Data Categories, Data Quality and Allocation Procedures 982162
This paper discusses in detail how data categories, data quality and allocation procedures were defined and implemented in the USAMP LCI analysis of a generic automobile. These data-related parameters are important for all LCI analyses but are especially important for the USAMP LCI analysis of a complete automobile. Whereas most LCI analyses have been conducted on relatively simple product systems consisting of a single material made with a single manufacturing process, the USAMP product system consists of a vast, interconnected array of dissimilar materials, products and manufacturing processes coupled with complex use, maintenance and disposition life cycle stages. As a result of this complexity, data is necessarily collected from an equally wide range of potentially incompatible sources.

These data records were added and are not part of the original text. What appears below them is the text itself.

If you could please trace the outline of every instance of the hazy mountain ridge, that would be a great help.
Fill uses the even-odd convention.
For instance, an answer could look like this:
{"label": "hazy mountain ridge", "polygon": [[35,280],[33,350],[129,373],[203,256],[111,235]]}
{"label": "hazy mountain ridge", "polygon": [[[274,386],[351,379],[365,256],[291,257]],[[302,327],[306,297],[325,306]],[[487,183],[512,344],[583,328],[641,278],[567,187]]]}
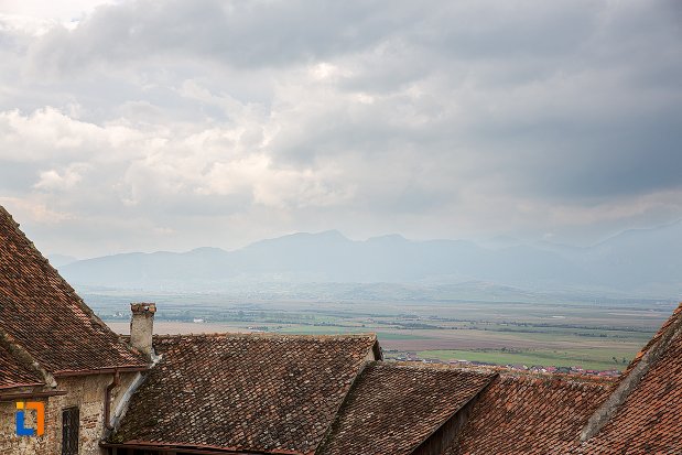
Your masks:
{"label": "hazy mountain ridge", "polygon": [[59,267],[78,285],[230,289],[266,282],[490,283],[534,292],[682,295],[682,223],[623,232],[588,248],[538,243],[484,248],[466,240],[401,236],[355,241],[338,231],[294,234],[235,251],[125,253]]}

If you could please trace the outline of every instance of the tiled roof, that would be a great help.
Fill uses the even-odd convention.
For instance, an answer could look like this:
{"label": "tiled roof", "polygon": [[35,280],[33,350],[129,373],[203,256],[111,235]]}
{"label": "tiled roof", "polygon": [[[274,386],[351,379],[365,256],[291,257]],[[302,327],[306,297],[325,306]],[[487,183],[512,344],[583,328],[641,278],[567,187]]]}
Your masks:
{"label": "tiled roof", "polygon": [[111,442],[310,454],[374,335],[155,337],[161,360]]}
{"label": "tiled roof", "polygon": [[143,367],[0,207],[0,331],[51,373]]}
{"label": "tiled roof", "polygon": [[565,453],[613,390],[606,380],[502,373],[446,455]]}
{"label": "tiled roof", "polygon": [[0,389],[43,384],[42,376],[14,356],[0,340]]}
{"label": "tiled roof", "polygon": [[639,360],[641,360],[641,358],[645,356],[645,354],[647,354],[649,351],[649,349],[651,349],[660,339],[661,337],[668,332],[668,329],[670,328],[670,326],[675,323],[680,317],[682,317],[682,304],[680,304],[670,315],[670,317],[668,318],[668,321],[665,321],[663,323],[663,325],[661,325],[661,328],[659,328],[659,331],[656,333],[656,335],[653,335],[651,337],[651,339],[649,340],[649,343],[647,343],[645,345],[645,347],[642,347],[639,353],[637,353],[637,355],[635,356],[635,358],[632,359],[632,361],[630,361],[630,365],[628,365],[628,368],[624,371],[624,373],[620,376],[621,378],[626,378],[630,371],[632,371],[632,369],[637,366],[637,364],[639,364]]}
{"label": "tiled roof", "polygon": [[[682,454],[682,306],[654,339],[673,336],[610,421],[576,454]],[[656,343],[656,342],[654,342]],[[645,348],[653,349],[653,344]],[[641,358],[641,356],[639,356]],[[626,379],[624,379],[626,380]]]}
{"label": "tiled roof", "polygon": [[354,384],[318,453],[410,454],[495,376],[372,362]]}

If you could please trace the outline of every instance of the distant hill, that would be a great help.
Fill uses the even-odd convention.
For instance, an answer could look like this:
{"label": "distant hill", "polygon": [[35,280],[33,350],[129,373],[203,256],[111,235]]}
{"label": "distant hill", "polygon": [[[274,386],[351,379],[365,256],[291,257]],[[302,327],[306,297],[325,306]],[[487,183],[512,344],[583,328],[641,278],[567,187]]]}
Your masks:
{"label": "distant hill", "polygon": [[[57,266],[78,285],[220,290],[258,283],[489,283],[538,292],[682,295],[682,224],[623,232],[591,248],[484,248],[401,236],[354,241],[336,230],[294,234],[225,251],[126,253]],[[484,289],[486,285],[483,285]]]}

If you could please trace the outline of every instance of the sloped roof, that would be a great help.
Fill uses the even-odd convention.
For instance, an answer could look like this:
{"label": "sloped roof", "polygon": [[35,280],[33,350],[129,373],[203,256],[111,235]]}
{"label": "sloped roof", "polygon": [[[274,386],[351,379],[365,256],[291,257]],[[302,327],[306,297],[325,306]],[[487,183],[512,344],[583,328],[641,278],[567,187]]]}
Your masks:
{"label": "sloped roof", "polygon": [[495,376],[372,362],[354,384],[318,453],[410,454]]}
{"label": "sloped roof", "polygon": [[144,367],[0,207],[0,332],[54,375]]}
{"label": "sloped roof", "polygon": [[111,442],[313,453],[375,346],[374,335],[155,337],[161,360]]}
{"label": "sloped roof", "polygon": [[0,340],[0,389],[43,383],[42,376],[13,355],[9,346]]}
{"label": "sloped roof", "polygon": [[[670,337],[669,343],[657,343]],[[657,359],[610,420],[575,454],[682,453],[682,305],[642,349],[634,364],[653,349]],[[632,371],[631,365],[628,371]],[[629,378],[625,377],[623,381]]]}
{"label": "sloped roof", "polygon": [[476,401],[445,455],[565,453],[613,386],[608,380],[502,373]]}

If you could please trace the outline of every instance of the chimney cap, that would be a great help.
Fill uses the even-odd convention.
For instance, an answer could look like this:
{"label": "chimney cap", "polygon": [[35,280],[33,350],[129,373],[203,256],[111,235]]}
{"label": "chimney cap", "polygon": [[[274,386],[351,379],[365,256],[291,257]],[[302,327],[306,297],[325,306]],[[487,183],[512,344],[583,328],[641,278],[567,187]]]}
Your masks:
{"label": "chimney cap", "polygon": [[150,302],[133,302],[130,304],[133,314],[156,313],[156,304]]}

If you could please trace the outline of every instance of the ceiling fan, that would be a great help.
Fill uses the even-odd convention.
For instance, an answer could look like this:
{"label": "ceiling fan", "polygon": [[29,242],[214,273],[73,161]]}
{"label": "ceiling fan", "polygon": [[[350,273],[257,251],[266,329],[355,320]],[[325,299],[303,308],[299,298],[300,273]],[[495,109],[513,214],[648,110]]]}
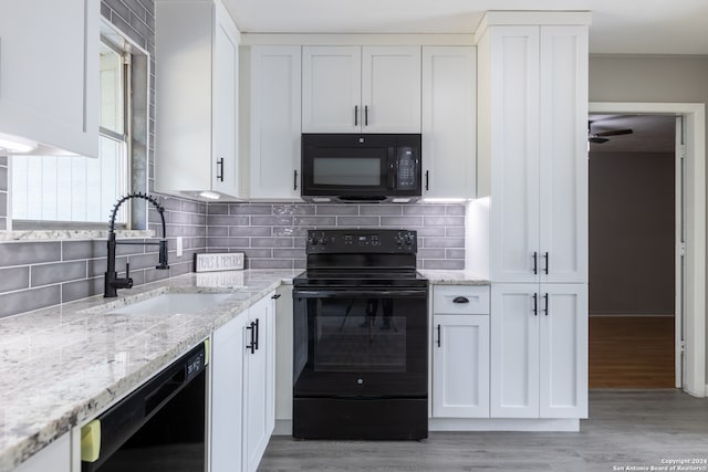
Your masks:
{"label": "ceiling fan", "polygon": [[631,135],[634,133],[632,128],[607,129],[606,132],[593,133],[592,125],[593,122],[587,122],[587,140],[593,144],[607,143],[610,139],[606,136]]}

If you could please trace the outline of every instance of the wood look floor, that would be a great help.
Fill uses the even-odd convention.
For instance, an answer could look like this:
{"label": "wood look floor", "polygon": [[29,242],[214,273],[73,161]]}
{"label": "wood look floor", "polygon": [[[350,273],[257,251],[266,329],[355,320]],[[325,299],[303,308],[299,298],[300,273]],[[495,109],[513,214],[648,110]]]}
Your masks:
{"label": "wood look floor", "polygon": [[673,388],[673,316],[591,316],[590,388]]}
{"label": "wood look floor", "polygon": [[592,390],[580,432],[431,432],[423,442],[273,437],[258,471],[604,472],[649,470],[666,459],[708,459],[708,399],[674,389]]}

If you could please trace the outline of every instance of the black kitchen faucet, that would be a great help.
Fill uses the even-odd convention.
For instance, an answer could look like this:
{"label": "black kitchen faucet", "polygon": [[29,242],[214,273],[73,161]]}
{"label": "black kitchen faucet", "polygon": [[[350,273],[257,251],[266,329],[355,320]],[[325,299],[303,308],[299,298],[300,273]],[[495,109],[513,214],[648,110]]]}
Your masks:
{"label": "black kitchen faucet", "polygon": [[[118,211],[121,204],[132,198],[142,198],[144,200],[149,201],[155,206],[157,212],[159,213],[160,219],[163,220],[163,239],[159,241],[116,241],[115,240],[115,216]],[[113,211],[111,212],[111,221],[108,223],[108,258],[107,258],[107,266],[106,273],[104,277],[104,297],[114,297],[118,296],[118,289],[131,289],[133,286],[133,279],[131,279],[131,264],[128,262],[125,263],[125,277],[118,277],[118,273],[115,270],[115,248],[116,244],[139,244],[139,245],[159,245],[159,263],[155,266],[155,269],[166,270],[169,269],[167,265],[167,238],[165,233],[165,209],[157,201],[155,197],[152,197],[147,193],[128,193],[125,197],[121,198],[117,203],[113,207]]]}

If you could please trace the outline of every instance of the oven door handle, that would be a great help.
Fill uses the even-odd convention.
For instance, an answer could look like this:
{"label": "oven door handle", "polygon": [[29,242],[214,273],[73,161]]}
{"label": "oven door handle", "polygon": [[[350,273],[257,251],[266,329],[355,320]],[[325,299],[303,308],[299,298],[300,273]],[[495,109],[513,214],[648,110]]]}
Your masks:
{"label": "oven door handle", "polygon": [[402,297],[402,296],[426,296],[426,289],[404,289],[404,290],[293,290],[292,295],[299,298],[376,298],[376,297]]}

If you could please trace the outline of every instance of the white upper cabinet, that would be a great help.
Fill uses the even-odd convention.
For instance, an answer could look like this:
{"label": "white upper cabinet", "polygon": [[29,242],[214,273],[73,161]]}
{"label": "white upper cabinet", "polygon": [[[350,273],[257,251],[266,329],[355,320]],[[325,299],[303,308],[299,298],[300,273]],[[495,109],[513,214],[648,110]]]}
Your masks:
{"label": "white upper cabinet", "polygon": [[100,3],[1,3],[0,134],[98,156]]}
{"label": "white upper cabinet", "polygon": [[423,48],[424,198],[475,197],[476,91],[475,48]]}
{"label": "white upper cabinet", "polygon": [[585,282],[587,27],[489,27],[478,51],[490,279]]}
{"label": "white upper cabinet", "polygon": [[220,2],[158,0],[155,12],[155,188],[240,197],[238,30]]}
{"label": "white upper cabinet", "polygon": [[[250,167],[249,198],[300,198],[301,48],[254,45],[241,101],[242,149]],[[243,81],[246,82],[246,81]],[[248,143],[248,144],[247,144]]]}
{"label": "white upper cabinet", "polygon": [[420,133],[419,46],[304,46],[303,133]]}

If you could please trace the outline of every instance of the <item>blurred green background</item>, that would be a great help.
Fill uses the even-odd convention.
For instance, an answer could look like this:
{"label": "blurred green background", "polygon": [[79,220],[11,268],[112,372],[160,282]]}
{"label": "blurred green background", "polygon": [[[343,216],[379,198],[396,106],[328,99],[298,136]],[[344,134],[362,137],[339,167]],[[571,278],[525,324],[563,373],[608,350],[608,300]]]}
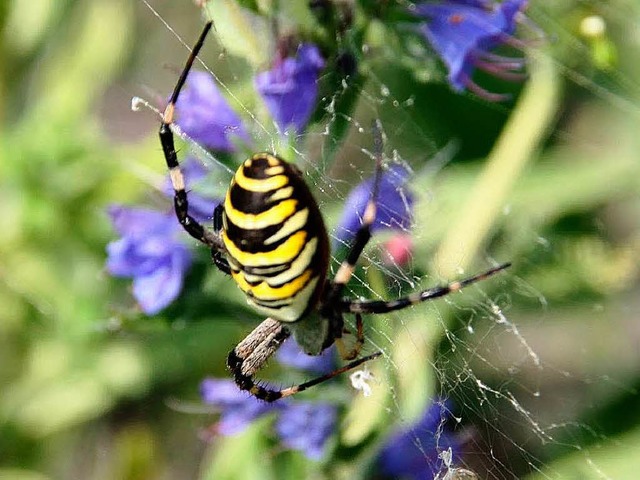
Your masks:
{"label": "blurred green background", "polygon": [[[205,300],[187,294],[153,319],[137,311],[129,282],[104,271],[105,245],[116,237],[106,207],[161,201],[150,193],[164,173],[157,118],[132,112],[131,97],[162,103],[183,62],[186,50],[163,20],[188,43],[202,25],[192,2],[152,5],[159,16],[127,0],[0,6],[0,479],[296,478],[315,471],[299,466],[298,454],[287,475],[256,470],[252,462],[270,456],[260,450],[258,430],[202,440],[213,417],[199,405],[198,383],[227,375],[226,353],[258,319],[246,309],[239,318],[245,307],[235,292],[231,300],[216,298],[216,288],[229,284],[213,268],[187,280],[209,287]],[[418,174],[411,184],[419,195],[416,269],[442,279],[458,275],[454,266],[514,262],[485,289],[506,323],[460,307],[447,335],[437,327],[429,333],[435,358],[465,347],[454,356],[467,354],[463,365],[433,360],[442,367],[436,389],[466,405],[465,422],[496,442],[502,465],[492,478],[536,469],[541,478],[636,478],[640,8],[623,0],[532,0],[529,13],[547,40],[531,48],[531,81],[517,102],[487,104],[419,75],[398,75],[401,67],[389,68],[384,50],[365,90],[380,95],[386,86],[396,98],[412,98],[411,106],[382,105],[375,116],[388,149],[398,148],[418,172],[452,139],[459,146],[442,171]],[[589,37],[581,27],[593,14],[607,31]],[[227,47],[233,40],[223,30]],[[211,41],[203,55],[214,70],[220,51]],[[264,61],[256,56],[220,71],[249,110],[255,100],[245,71]],[[366,124],[371,96],[363,98],[357,112]],[[333,177],[348,177],[345,165],[364,164],[363,141],[357,133],[347,138]],[[321,201],[339,211],[339,203]],[[374,283],[375,275],[367,279]],[[465,329],[469,312],[480,318],[473,335]],[[408,344],[406,358],[424,362],[411,328],[407,321],[410,338],[387,347],[397,353]],[[469,372],[512,394],[526,415],[507,394],[487,405],[477,383],[448,380]],[[411,401],[399,395],[390,416],[411,417]],[[224,465],[221,452],[241,460]]]}

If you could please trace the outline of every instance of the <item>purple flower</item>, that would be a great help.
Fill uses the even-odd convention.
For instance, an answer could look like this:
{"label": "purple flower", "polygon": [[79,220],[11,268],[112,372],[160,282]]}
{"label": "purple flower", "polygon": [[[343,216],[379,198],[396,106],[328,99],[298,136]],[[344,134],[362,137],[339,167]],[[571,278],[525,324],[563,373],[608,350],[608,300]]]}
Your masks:
{"label": "purple flower", "polygon": [[325,403],[297,402],[292,399],[267,403],[241,391],[233,380],[206,379],[200,385],[202,399],[220,410],[213,431],[235,435],[263,416],[275,413],[276,434],[282,444],[319,460],[335,429],[336,408]]}
{"label": "purple flower", "polygon": [[220,409],[215,431],[222,435],[240,433],[258,418],[280,408],[278,403],[263,402],[243,392],[233,380],[205,379],[200,384],[200,395],[205,403]]}
{"label": "purple flower", "polygon": [[212,150],[233,151],[231,135],[249,138],[242,120],[205,72],[189,73],[176,104],[176,124],[191,139]]}
{"label": "purple flower", "polygon": [[469,89],[488,100],[499,101],[506,95],[486,91],[472,80],[476,68],[505,80],[522,80],[520,58],[491,53],[496,47],[513,43],[512,35],[520,11],[527,0],[449,0],[420,3],[414,14],[424,18],[420,31],[449,69],[449,83],[457,92]]}
{"label": "purple flower", "polygon": [[[408,177],[409,171],[400,165],[393,165],[382,173],[376,201],[376,220],[371,226],[372,231],[389,228],[406,230],[411,226],[414,198],[404,187]],[[351,240],[362,224],[362,215],[371,198],[373,182],[374,178],[369,178],[349,193],[342,210],[342,218],[336,228],[339,241]]]}
{"label": "purple flower", "polygon": [[133,296],[148,315],[169,305],[182,290],[191,254],[178,238],[182,231],[173,212],[114,205],[109,216],[122,236],[107,245],[107,270],[133,277]]}
{"label": "purple flower", "polygon": [[296,133],[304,130],[316,106],[317,81],[323,67],[318,47],[302,44],[296,58],[285,58],[256,76],[256,90],[281,132],[291,126]]}
{"label": "purple flower", "polygon": [[[388,478],[435,478],[438,472],[460,461],[461,442],[448,431],[451,417],[444,402],[433,402],[414,425],[393,434],[378,455],[377,465]],[[441,454],[451,449],[449,465]]]}
{"label": "purple flower", "polygon": [[291,402],[280,412],[276,432],[284,446],[300,450],[312,460],[320,460],[335,425],[336,407],[333,405]]}
{"label": "purple flower", "polygon": [[336,349],[333,345],[321,355],[307,355],[293,338],[288,339],[278,349],[276,358],[278,362],[288,367],[299,368],[319,375],[329,373],[336,368]]}
{"label": "purple flower", "polygon": [[[180,168],[189,190],[189,214],[196,220],[205,223],[211,219],[213,210],[222,200],[208,198],[193,191],[193,187],[203,180],[208,173],[201,162],[193,157],[188,157],[182,162]],[[167,176],[162,191],[168,197],[173,198],[174,191],[169,176]]]}

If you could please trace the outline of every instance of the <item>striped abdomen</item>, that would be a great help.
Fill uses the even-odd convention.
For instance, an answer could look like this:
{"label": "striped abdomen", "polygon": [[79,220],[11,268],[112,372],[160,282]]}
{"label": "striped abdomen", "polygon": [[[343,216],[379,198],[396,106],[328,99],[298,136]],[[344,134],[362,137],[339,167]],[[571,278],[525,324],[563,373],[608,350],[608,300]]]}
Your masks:
{"label": "striped abdomen", "polygon": [[268,153],[246,160],[227,191],[222,222],[231,276],[251,305],[293,322],[317,303],[328,238],[297,169]]}

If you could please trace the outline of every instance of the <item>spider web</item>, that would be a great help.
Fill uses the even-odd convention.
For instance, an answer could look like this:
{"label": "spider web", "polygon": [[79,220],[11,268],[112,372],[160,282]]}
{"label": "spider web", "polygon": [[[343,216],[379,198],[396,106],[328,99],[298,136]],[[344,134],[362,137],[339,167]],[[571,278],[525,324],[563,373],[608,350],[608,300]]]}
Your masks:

To achieve a coherent end result, it is imperative to not only define these data-related parameters but also to define them in terms that are applicable throughout the complex life cycle of an automobile. The sections on data quality and allocation procedures are segmented into the principal components of the generic vehicle LCI model, which includes raw material acquisition (steel, aluminum, plastics), part manufacturing and vehicle assembly, use of the automobile and the final end-of-life disposition. The details in these sections illustrate the challenges encountered in applying consistent data quality requirements and allocation procedures to a complex product system.
This paper is one of six SAE publications discussing the results and execution of the USCAR AMP Generic Vehicle LCI. The papers in this series are (Overview of results 982160, 982161, 982162, 982168, 982169, 982170).